Uses texts from sociology, anthropology, political science, and other social sciences to consider how the concepts of "race" and "Blackness" have functioned across time and space. Explores how race and Blackness reflect, inflect and inscribe inequality as well as group consciousness, struggle, and everyday life.

BLK_ST 467-0 Ethnographies of Immigration, Race, and Ethnicity (1 Unit)  

Interdisciplinary examination of texts for their theoretical, contextual, and methodological approaches to immigration, race, and ethnicity. Themes include the politics of location, representation, and fieldwork.

BLK_ST 469-0 Poststructuralism and Black Political Thought (1 Unit)  

Developing theoretical perspectives on the conceptualization of Black politics in the work of different Black thinkers, using the poststructuralist distinction between 'politics and the political'.

BLK_ST 475-0 Genealogy of Racism as a Concept: Deconstruction & Governmentality (1 Unit)  

Interrogates the histories and logics of racism as a concept since its formulation and formation during the early 20th century.
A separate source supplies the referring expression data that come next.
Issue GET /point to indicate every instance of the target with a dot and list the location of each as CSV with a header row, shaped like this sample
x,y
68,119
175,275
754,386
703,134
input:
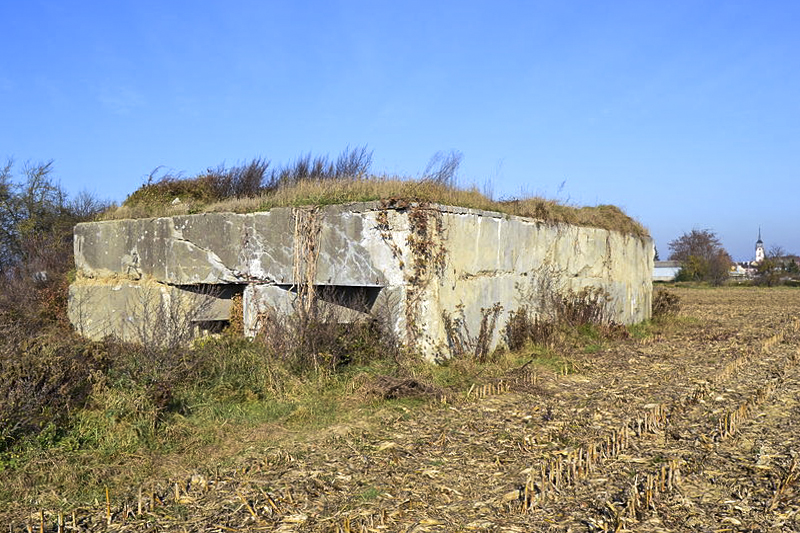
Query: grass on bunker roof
x,y
250,189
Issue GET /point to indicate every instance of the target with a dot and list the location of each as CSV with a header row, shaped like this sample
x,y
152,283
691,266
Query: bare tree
x,y
702,257
442,168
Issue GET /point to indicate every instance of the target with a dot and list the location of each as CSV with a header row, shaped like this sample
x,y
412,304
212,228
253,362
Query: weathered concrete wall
x,y
412,265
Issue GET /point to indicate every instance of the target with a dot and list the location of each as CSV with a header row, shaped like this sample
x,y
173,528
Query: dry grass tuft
x,y
327,191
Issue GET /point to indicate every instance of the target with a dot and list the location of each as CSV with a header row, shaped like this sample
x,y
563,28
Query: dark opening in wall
x,y
356,297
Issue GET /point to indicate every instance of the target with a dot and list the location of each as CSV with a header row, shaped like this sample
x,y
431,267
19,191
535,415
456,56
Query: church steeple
x,y
759,247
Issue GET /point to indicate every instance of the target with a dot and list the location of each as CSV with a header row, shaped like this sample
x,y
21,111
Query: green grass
x,y
155,199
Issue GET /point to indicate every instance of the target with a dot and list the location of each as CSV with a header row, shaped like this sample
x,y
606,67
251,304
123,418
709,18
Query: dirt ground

Critiques the discursive traditions in which racism has been traditionally narrated as a historically self-evident object of moral condemnation or political critique.

BLK_ST 480-0 Graduate Topics in African American Studies (1 Unit)  

Explores special topics pertinent to Black Studies. Content changes with instructor.

BLK_ST 490-0 Independent Study (1 Unit)  

Individualized reading, research, discussion, and/or writing with faculty member.

BLK_ST 491-0 Reading and Pedagogy (1 Unit)  

Individualized training and practice as a teaching assistant (TA). Students registered for 491 and 2 other courses are considered full time.

BLK_ST 590-0 Research Seminar (1-3 Units)  

Independent research in first two years of PhD program, including summers. Students registered for 590 and 2 other courses are considered full time.